Let’s reformulate the inputs as a vector $x = [x_1,x_2,\cdots,x_n]$ and the weights of the neuron as $w = [w_1,w_2,\cdots,w_n]$. Then we can re-express the output of the neuron as $y=f(x \cdot w + b)$, where b is the bias term.

## Feed-Forward Neural Networks
![1-9](https://www.safaribooksonline.com/library/view/fundamentals-of-deep/9781491925607/assets/fodl_0109.png)

Figure 1-9. A simple example of a feed-forward neural network with three layers (input, one hidden, and output) and three neurons per layer

The bottom layer of the network pulls in the input data. The top layer of neurons (output nodes) computes our final answer. The middle layer(s) of neurons are called the hidden layers, and we let $w_{i,j}^{(k)}$ be the weight of the connection between the $i^{th}$ neuron in the $k^{th}$ layer with the $j^{th}$ neuron in the ${k+1}^{st}$ layer. These weights constitute our parameter vector, $\theta$, our ability to solve problems with neural networks depends on finding the optimal values to plug into $\theta$.

We note that in this example, connections only traverse from a lower layer to a higher layer. There are no connections between neurons in the same layer, and there are no connections that transmit data from a higher layer to a lower layer.
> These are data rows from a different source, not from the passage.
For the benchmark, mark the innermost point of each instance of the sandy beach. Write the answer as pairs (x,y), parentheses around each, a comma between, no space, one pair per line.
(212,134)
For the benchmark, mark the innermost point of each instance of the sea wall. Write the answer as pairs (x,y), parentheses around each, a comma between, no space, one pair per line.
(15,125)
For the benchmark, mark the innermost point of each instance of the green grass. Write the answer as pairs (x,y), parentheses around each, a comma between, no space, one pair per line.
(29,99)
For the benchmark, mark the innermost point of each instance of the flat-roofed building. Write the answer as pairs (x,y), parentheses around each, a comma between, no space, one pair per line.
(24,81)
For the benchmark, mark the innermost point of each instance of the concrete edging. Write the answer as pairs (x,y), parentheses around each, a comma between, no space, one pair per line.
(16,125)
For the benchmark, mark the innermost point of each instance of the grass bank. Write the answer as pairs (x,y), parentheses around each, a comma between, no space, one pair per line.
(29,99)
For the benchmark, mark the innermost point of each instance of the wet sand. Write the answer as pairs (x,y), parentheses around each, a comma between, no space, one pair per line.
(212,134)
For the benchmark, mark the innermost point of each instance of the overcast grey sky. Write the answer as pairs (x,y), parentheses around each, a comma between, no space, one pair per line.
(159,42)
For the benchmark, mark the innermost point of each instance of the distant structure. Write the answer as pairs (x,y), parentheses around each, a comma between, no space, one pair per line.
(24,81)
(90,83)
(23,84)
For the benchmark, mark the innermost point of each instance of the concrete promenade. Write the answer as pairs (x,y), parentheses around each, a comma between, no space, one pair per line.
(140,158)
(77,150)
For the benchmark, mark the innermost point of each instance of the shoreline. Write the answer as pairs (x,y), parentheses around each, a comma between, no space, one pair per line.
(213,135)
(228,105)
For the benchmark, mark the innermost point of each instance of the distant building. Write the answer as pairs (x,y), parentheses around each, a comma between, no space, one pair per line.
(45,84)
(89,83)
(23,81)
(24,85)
These neural networks are called `feed-forward` networks.

## Linear Neurons
![1-10](https://www.safaribooksonline.com/library/view/fundamentals-of-deep/9781491925607/assets/fodl_0110.png)

Figure 1-10. An example of a linear neuron

## Sigmoid, Tanh, and ReLU Neurons
### Sigmoid
$$f(z)=\frac{1}{1+e^{-z}}$$

![1-11](https://www.safaribooksonline.com/library/view/fundamentals-of-deep/9781491925607/assets/fodl_0111.png)

Figure 1-11. The output of a sigmoid neuron as z varies

### Tanh
Tanh neurons use a similar kind of S-shaped nonlinearity, but instead of ranging from 0 to 1, the output of tanh neurons range from −1 to 1. 

![1-12](https://www.safaribooksonline.com/library/view/fundamentals-of-deep/9781491925607/assets/fodl_0112.png)

Figure 1-12. The output of a tanh neuron as z varies

### ReLU
Restricted linear unit (ReLU) neuron uses the function f(z)=max(0,z), resulting in a characteristic hockey-stick-shaped response, as shown in Figure 1-13.

![1-13](https://www.safaribooksonline.com/library/view/fundamentals-of-deep/9781491925607/assets/fodl_0113.png)

Figure 1-13. The output of a ReLU neuron as z varies

## Softmax Output Layers
We require the sum of all the outputs to be equal to 1. Letting $z_i$ be the logit of the $i^{th}$ softmax neuron, we can achieve this normalization by setting its output to:

$$y_i=\frac{e^{z_i}}{\sum_i e^{z_j}}$$

# Chapter 2. Training Feed-Forward Neural Networks
## The Fast-Food Problem
![2-1](https://www.safaribooksonline.com/library/view/fundamentals-of-deep/9781491925607/assets/fodl_0201.png)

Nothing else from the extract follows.